Set in a village in the Mandya district of Karnataka, Thithi (11th day ceremony for a dead soul) is quite clearly about death, the passing on of a patriarch and its repercussions on three generations of his family. But for a film dealing with mortality, Thithi has given birth to a brand new voice in the growing tribe of young, independent Indian filmmakers: that of 26-year-old Bangalore boy Raam Reddy. His Kannada film recently won two top international awards—The Golden Leopard in "Cinema of the Present" category and the Swatch First Feature Award—at the prestigious Locarno Film Festival in Switzerland.
Raam’s clarity, distilled thought and confident articulation belie his young age. How did this economics student from Delhi’s St Stephen’s College get into films? “I was drawn more to the arts than the world of logic. The strong writing culture in the college opened me up to the world of prose,” he says. He used to write poetry as a boy, was into photography and even held an exhibition of his wildlife photos when he was just 15. So, the second year in college found him writing and publishing a novel, It’s Raining In Maya. The choice of filmmaking then was a natural progression, a medium that brought all his passions—writing, image and sound—together on a single platform.
Raam took his first shot at moving pictures through shorts. The one he made in Telugu, Ika (Feather), went on to win national and international awards and was screened in over 15 film festivals. A film about filmmaking, Ika tells the story of a boy in Bangalore slums wanting to make a film with a cardboard box camera that he has made himself with a magnifying lens and a vhs. The idea for Thithi took root when he went to his childhood friend and co-writer Ere Gowda’s village in Mandya, off the Bangalore-Mysore highway. Actual work on it, however, began only after Raam had spent a year at the Prague Film School, to understand the technicalities of the process.
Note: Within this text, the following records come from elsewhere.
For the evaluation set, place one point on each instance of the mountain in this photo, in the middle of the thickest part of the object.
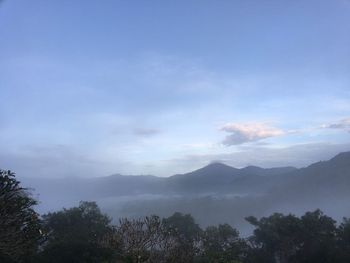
(216, 193)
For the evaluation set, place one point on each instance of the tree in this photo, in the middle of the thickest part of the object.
(319, 235)
(76, 235)
(289, 239)
(221, 244)
(188, 234)
(276, 238)
(344, 240)
(19, 224)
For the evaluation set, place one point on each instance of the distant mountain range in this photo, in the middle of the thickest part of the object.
(216, 193)
(215, 178)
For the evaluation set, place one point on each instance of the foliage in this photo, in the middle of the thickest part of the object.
(19, 224)
(76, 235)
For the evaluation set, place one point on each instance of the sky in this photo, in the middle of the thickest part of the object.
(93, 88)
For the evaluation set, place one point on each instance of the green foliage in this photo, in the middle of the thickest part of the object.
(76, 235)
(221, 244)
(314, 237)
(19, 224)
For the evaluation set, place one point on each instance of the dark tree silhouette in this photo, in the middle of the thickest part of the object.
(19, 224)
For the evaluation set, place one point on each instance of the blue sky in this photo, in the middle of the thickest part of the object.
(92, 88)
Thithi captures what unfolds 11 days after the death of a cranky 101-year-old man. His elderly son, Gadappa, is an aimless drifter, though he does have a magnificent grey beard. His scheming, materialistic grandson Thamanna only wants his grandfather’s five-acre property before someone else usurps it from under his father’s nose. Then there is his great-grandson Abhi who is in love with the local shepherdess.
Critics have praised the film for the freshness of the story, the craft and the unorthodoxy of the filmmaking process. Raam thinks it’s the rootedness that has lent it a universal appeal. Made at a frugal budget, it is marked by simplicity, eye for detail and is drenched in its milieu, ethos and culture.
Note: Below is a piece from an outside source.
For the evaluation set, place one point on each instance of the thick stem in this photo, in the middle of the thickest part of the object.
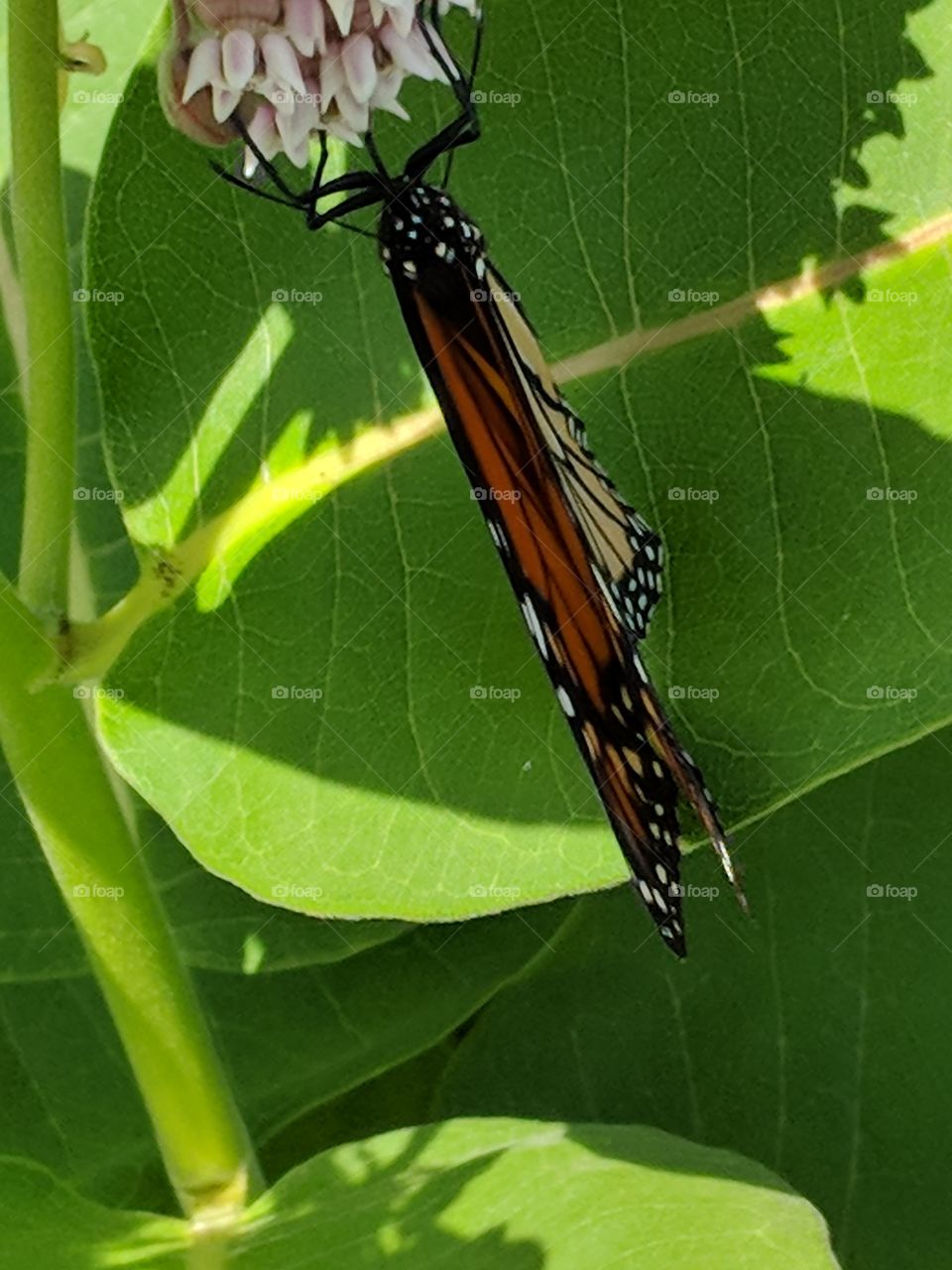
(67, 793)
(42, 262)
The three main actors were cast even before the writing started. Leave alone aspiring actors, 90 per cent of its cast comprises totally non-professional actors—farmers of the village, for instance—lending the film an added shot of authenticity. None of them was made to go through the drill of an acting workshop. Instead it was the camera that followed them, moved with them, tried to understand them and their psyche, how they worked, what made them tick and adjust to each other’s quirks. Raam calls it a “community-centred project”. Though revolving around a death, there is a playful feel to the film, while there is humour, it never loses balance to become mindless slapstick. There is warmth, humaneness, empathy and insight into human nature than a judgemental tone.
Raam comes from a family of industrialists and his mother is a social worker and Padmashri awardee. “But what does run in the family is the ability to follow your heart, the quest for perfection and creativity in whatever you are doing,” says Raam. Meanwhile, the two leopards he carried back on the flight from Locarno haven’t hit home yet. But what he is certain of is a lifetime of “lights, camera, action”.